It’s impossible to change the future some say, you just create alternate futures – according to my favorite Aston Kutcher film, the Butterfly Effect, which is tonight’s film playing at one of New York City’s oldest problems: the deteriorating illness called the Manhattan Detention Complex.
I sit here in the clinic watching the old officers coach the new ones on how to write up infraction reports that will get them injury time, how to be nice and smile to the doctors so it all corroborates their peer’s reports. Alarms are the new overtime and sick pay here; all day long the air is thick with chemical restraint. In the hallway bridging two towers, a floor of blankets and sheets catch the leaking building’s tears of distress.
I’m proud of the City Council’s support in closing Rikers and I’m proud that years and years of our work is finally bringing an end to Rikers Island, but just like an alternate future spawning before my eyes, there is a passing of an old culture – bodies, packages, inmates, this is the language that dehumanizes the thousands of New York citizens only detained for court, the $200,000 plus we pay per person gets us not even enough phones for each person on the tier to make a call each day, not enough jumpsuits for people to have visits, people left alone so long they fish out their windows down to the street below.
Sitting here watching the CO sleep I’m reminded that soon there will be rules with no change of culture, no matter how many problems we rally and write about the facilities will continue to create conditions to feed ESHUs and find new ways to spray children 17-18-19 years old in their cells. Same mayor, same problems – still just another alternate future where more black and brown kids are fed up to the rural counties as population after pleading out, where too…alarms and lockdowns are the new overtime.
Five Mualimm-ak is an activist, writer, survivor of solitary confinement and the Director of Incarcerated Nation Corp. He is currently incarcerated in NYC DOC for violating a court order related to a failure to pay child support.

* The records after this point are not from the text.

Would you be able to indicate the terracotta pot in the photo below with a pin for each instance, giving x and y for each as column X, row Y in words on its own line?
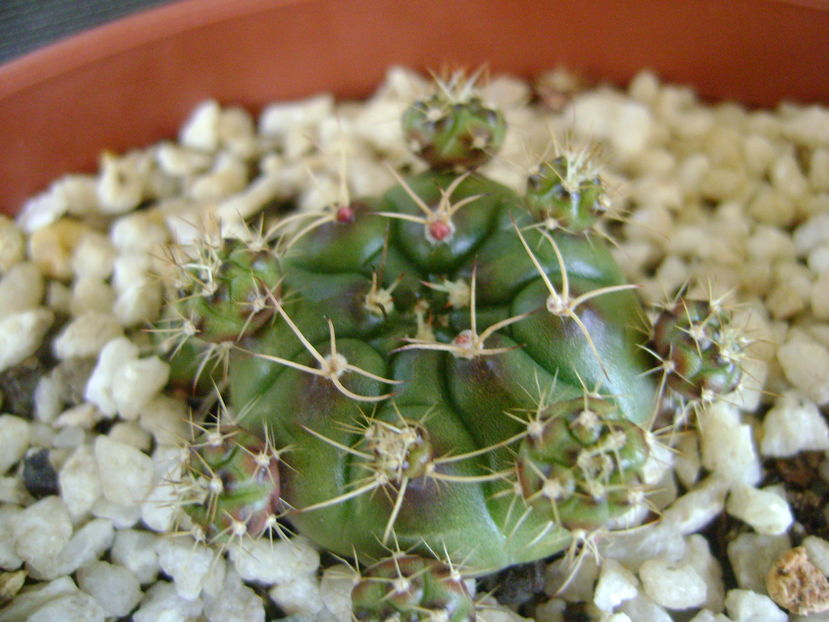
column 133, row 82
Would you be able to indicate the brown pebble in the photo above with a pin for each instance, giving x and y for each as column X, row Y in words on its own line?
column 794, row 583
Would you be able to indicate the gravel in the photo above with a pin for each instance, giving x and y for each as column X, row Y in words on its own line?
column 733, row 202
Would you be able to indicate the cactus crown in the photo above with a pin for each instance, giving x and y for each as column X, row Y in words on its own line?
column 426, row 357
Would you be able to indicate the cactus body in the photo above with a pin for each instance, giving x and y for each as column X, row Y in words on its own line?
column 439, row 369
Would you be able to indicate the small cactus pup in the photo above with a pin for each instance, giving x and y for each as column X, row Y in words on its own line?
column 451, row 367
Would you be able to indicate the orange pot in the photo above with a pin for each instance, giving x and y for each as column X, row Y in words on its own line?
column 133, row 82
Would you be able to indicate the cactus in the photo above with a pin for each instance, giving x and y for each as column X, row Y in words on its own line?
column 451, row 367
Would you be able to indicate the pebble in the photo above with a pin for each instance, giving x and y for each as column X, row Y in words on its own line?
column 673, row 586
column 77, row 607
column 201, row 130
column 615, row 585
column 12, row 244
column 274, row 563
column 86, row 545
column 51, row 248
column 727, row 445
column 39, row 475
column 114, row 587
column 793, row 425
column 9, row 516
column 15, row 435
column 86, row 335
column 135, row 382
column 126, row 473
column 135, row 550
column 234, row 602
column 751, row 555
column 818, row 551
column 794, row 583
column 748, row 606
column 80, row 482
column 21, row 288
column 643, row 608
column 767, row 512
column 161, row 603
column 298, row 596
column 41, row 531
column 193, row 567
column 806, row 365
column 21, row 335
column 100, row 387
column 94, row 257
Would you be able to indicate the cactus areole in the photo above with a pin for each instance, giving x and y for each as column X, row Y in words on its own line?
column 452, row 369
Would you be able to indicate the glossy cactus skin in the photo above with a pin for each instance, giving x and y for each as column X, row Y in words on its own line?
column 450, row 369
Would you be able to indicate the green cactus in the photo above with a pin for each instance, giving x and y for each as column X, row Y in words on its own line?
column 449, row 367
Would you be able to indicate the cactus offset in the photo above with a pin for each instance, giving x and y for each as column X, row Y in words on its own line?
column 450, row 367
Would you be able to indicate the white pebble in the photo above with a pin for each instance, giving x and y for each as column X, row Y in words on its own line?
column 300, row 596
column 9, row 516
column 280, row 562
column 34, row 597
column 12, row 244
column 706, row 615
column 99, row 387
column 166, row 419
column 122, row 516
column 15, row 435
column 179, row 161
column 21, row 289
column 21, row 335
column 698, row 555
column 747, row 606
column 159, row 510
column 114, row 587
column 819, row 299
column 131, row 433
column 162, row 603
column 765, row 511
column 280, row 118
column 728, row 446
column 126, row 473
column 793, row 425
column 121, row 181
column 697, row 508
column 643, row 608
column 136, row 382
column 201, row 130
column 86, row 335
column 86, row 545
column 192, row 566
column 135, row 550
column 752, row 554
column 140, row 231
column 234, row 602
column 806, row 366
column 91, row 294
column 41, row 531
column 674, row 586
column 615, row 585
column 93, row 257
column 625, row 124
column 812, row 233
column 632, row 548
column 78, row 607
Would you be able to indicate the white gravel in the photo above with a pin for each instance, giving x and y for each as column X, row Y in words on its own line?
column 731, row 199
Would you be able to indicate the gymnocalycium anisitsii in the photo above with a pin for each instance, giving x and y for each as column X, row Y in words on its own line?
column 438, row 382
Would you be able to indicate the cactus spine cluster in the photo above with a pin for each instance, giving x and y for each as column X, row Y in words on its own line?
column 452, row 369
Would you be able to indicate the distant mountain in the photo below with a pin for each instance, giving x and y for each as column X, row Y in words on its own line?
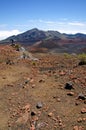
column 50, row 40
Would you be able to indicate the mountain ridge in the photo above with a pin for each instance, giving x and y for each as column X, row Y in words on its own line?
column 38, row 39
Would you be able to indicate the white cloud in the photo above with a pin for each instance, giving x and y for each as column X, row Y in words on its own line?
column 6, row 33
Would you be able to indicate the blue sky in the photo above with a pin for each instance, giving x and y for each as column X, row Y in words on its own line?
column 66, row 16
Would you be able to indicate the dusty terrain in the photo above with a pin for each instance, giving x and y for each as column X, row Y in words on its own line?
column 33, row 94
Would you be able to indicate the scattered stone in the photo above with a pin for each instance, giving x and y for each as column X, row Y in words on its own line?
column 50, row 114
column 41, row 80
column 85, row 102
column 33, row 113
column 62, row 73
column 39, row 105
column 70, row 93
column 77, row 103
column 80, row 120
column 40, row 125
column 69, row 86
column 23, row 119
column 27, row 107
column 75, row 128
column 58, row 100
column 81, row 96
column 27, row 81
column 83, row 110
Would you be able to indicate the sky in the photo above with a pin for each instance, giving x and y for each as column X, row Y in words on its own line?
column 65, row 16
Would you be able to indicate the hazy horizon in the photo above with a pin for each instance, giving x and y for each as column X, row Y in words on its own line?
column 65, row 16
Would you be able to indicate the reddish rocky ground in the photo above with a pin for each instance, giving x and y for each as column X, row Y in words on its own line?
column 44, row 94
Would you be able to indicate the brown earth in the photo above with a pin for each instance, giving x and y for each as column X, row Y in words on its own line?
column 26, row 83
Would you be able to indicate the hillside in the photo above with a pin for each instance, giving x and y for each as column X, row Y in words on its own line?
column 38, row 40
column 48, row 93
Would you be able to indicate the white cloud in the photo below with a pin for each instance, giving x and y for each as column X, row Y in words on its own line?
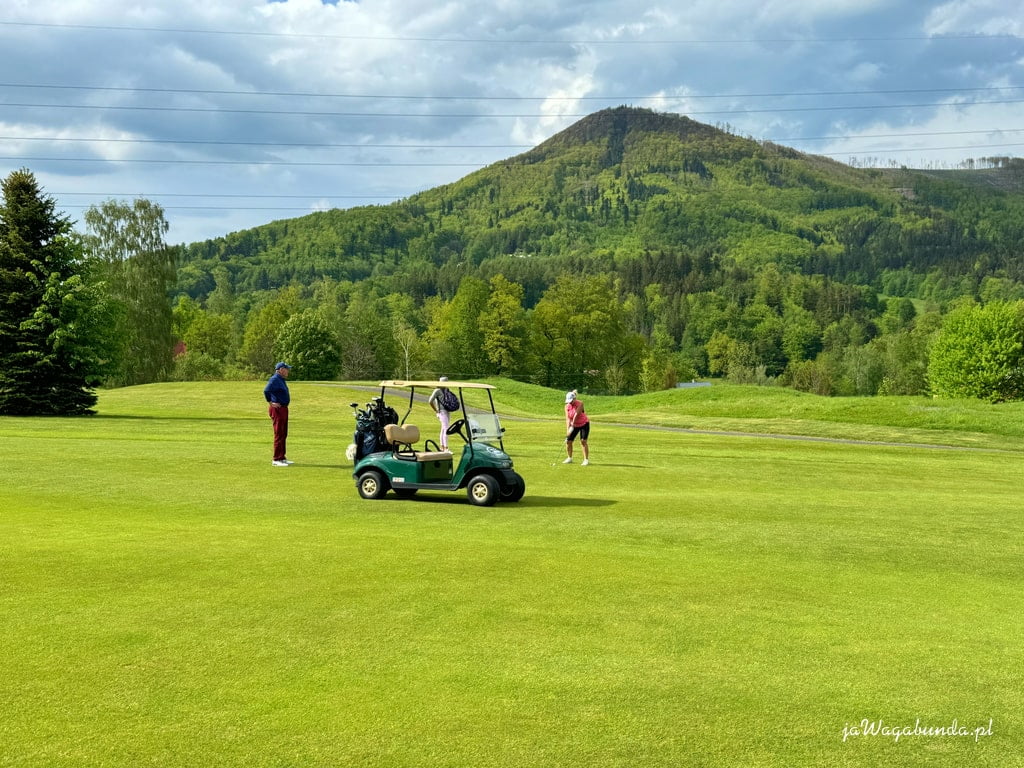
column 299, row 80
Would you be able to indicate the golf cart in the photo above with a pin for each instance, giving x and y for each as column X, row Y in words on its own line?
column 483, row 469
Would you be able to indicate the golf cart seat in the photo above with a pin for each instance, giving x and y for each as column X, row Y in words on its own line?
column 402, row 438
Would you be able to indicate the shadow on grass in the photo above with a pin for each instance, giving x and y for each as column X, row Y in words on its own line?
column 459, row 498
column 171, row 417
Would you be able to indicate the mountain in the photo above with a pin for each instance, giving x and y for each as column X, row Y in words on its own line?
column 628, row 185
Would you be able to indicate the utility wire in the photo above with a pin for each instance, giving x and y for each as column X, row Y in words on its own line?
column 306, row 144
column 300, row 94
column 487, row 116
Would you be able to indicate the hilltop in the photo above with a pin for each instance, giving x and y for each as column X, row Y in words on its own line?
column 625, row 184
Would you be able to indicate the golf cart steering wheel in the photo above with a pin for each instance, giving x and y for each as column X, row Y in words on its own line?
column 456, row 428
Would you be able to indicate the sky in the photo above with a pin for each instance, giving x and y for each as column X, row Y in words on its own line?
column 230, row 114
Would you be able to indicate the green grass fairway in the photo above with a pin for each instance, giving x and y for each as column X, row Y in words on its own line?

On December 4, the New York City Council Committee on Fire and Criminal Justice Services is holding an oversight hearing on the City’s progress in shutting down Rikers Island, one of the largest jail complexes in the United States.
2 thoughts on “CityViews: The Need for Correction Reform Goes Beyond Simply ‘Closing Rikers’”
How tragic that prisons seem to be self-perpetuating, giving us hope one instance followed with a bleak reality the next. I appreciate and applaud Five for continuing his fervent advocacy, whether inside or out!
Five, we love you & are devastated that you are framed up & locked up. There is no coherent explanation of what happened and what we can do. Shall we picket the judge? Your accuser? When do we pack the court? Thank you, good brother.